Nemat Badr El-Din demokratik bir sisteme ihtiyaç olduğunu, bu sebeple Batı ülkelerinden medet umulmaması gerektiğini çünkü Batının demokrasiyi kendi çıkarları doğrultusunda kullandığını belirterek; “Ukrayna, Filistin ve Kürtlerin durumu ortada. Yapılan ayrımcılık ve ırkçılık açıkça görülmektedir” dedi.

El-Din, sözlerine Suriye ile Kuzey-Doğu Suriye’deki demografik değişime dikkat çekerek şöyle devam etti; “Türkiye, Kuzey-Doğu Suriye için bir tehdittir.

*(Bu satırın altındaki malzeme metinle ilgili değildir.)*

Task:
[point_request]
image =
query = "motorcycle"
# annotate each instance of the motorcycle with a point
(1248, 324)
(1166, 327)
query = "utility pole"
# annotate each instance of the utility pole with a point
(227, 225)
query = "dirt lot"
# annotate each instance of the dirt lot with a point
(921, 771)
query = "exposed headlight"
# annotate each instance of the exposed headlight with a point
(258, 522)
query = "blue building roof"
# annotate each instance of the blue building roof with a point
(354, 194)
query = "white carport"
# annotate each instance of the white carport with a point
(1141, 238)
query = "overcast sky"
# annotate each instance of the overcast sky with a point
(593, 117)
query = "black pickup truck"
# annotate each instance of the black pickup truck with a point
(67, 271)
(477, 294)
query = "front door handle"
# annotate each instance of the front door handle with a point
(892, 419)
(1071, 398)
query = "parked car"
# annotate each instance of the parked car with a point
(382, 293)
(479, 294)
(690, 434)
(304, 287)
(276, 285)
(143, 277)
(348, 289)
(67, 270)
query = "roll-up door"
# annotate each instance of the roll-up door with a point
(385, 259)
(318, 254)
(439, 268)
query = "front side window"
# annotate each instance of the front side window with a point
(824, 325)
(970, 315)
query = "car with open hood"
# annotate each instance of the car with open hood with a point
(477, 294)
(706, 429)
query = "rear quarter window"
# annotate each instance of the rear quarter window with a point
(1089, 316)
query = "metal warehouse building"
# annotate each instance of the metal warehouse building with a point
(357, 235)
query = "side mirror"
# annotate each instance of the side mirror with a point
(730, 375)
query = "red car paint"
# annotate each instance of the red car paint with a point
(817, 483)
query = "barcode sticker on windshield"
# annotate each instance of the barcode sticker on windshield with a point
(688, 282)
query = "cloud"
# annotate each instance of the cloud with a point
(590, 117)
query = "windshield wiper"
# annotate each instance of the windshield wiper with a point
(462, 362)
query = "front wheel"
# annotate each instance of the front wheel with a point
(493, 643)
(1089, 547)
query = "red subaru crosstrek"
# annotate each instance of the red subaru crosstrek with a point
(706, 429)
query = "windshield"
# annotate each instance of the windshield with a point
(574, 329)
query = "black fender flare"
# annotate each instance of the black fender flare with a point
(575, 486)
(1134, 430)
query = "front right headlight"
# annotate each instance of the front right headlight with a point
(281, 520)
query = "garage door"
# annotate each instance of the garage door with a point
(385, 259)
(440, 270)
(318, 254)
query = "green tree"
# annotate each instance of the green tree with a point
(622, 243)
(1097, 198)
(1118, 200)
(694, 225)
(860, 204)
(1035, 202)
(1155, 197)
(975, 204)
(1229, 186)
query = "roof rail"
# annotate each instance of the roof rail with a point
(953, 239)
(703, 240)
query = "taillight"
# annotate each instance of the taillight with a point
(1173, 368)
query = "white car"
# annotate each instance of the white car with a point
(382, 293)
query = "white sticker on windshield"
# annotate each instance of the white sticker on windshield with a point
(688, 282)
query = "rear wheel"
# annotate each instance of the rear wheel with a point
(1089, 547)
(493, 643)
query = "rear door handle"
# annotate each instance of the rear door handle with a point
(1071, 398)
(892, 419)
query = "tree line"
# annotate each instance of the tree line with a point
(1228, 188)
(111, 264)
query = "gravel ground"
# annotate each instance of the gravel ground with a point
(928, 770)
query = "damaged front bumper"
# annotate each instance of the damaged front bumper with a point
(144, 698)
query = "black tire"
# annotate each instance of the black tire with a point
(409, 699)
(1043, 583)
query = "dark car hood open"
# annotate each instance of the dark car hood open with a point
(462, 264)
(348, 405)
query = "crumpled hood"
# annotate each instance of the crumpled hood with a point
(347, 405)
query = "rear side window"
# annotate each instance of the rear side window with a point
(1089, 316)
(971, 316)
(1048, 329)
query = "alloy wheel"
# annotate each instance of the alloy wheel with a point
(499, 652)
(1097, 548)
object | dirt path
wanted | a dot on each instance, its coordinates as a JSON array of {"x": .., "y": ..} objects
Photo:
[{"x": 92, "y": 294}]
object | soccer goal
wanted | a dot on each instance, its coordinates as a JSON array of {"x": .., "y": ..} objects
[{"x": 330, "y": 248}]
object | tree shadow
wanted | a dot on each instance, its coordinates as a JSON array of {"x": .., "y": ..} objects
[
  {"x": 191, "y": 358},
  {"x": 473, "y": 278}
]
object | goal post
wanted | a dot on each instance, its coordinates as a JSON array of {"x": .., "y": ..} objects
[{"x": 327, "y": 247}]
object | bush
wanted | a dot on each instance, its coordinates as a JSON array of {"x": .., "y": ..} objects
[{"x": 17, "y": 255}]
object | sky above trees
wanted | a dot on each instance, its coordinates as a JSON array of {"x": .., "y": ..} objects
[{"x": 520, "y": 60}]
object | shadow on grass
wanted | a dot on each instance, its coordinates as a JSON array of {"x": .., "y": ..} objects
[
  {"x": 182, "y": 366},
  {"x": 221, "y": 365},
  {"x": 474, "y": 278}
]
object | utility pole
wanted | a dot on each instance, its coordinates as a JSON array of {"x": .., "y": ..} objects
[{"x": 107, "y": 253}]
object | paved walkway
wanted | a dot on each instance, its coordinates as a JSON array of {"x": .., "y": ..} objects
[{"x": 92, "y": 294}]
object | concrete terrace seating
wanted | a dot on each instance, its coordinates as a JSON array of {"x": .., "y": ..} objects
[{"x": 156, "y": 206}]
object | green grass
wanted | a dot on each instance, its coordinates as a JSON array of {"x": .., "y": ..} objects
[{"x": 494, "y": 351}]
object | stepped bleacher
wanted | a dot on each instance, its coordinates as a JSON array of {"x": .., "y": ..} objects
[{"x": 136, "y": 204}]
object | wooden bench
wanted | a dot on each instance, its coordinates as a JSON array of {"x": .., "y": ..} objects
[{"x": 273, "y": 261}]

Türkiye’nin terör ve ulusal güvenlik gerekçesiyle ördüğü duvar, bölgeyi işgal etmek için inşa edildiği yılın en büyük üçüncü duvarıdır. Diğer bölgeler Türk işgaline karşı birlik olmalıdır. Çünkü Türkiye Suriye’de savaş suçları işliyor. Suriyelilerin, Suriye’ye dönmesi için inşa edildiği söylenen bu evler, Türkiye tarafından işlenen suçların gizlenmesi için söylenen en büyük yalandır. Çünkü Kuzey-Doğu Suriye’de yaşananlar demografik bir değişimdir. Lübnan’daki Kürtlerin statüsü tanınmalıdır. Lübnan hükümetini Kürtlerin haklarını tanımaya çağırıyorum.”

‘Rojava’daki Kürt kadınlarının deneyimlerinden faydalanılmalıdır’

Son olarak Suriye’deki Kürt kadınların deneyimlerinden bahseden Nemat Badr El-Din sözlerini şöyle sonlandırdı; “Kuzey-Doğu Suriye’de kadın erkek eşitliği ve tecrübesi dünyadaki en iyi ve başarılı modeldir. Birleşmiş Milletler’deki kadınlar ve Avrupa ülkeleri, Rojava’daki Kürt kadınların deneyimlerinden faydalanmalı ve tüm ülkelerde uygulamaya geçirmelidir.”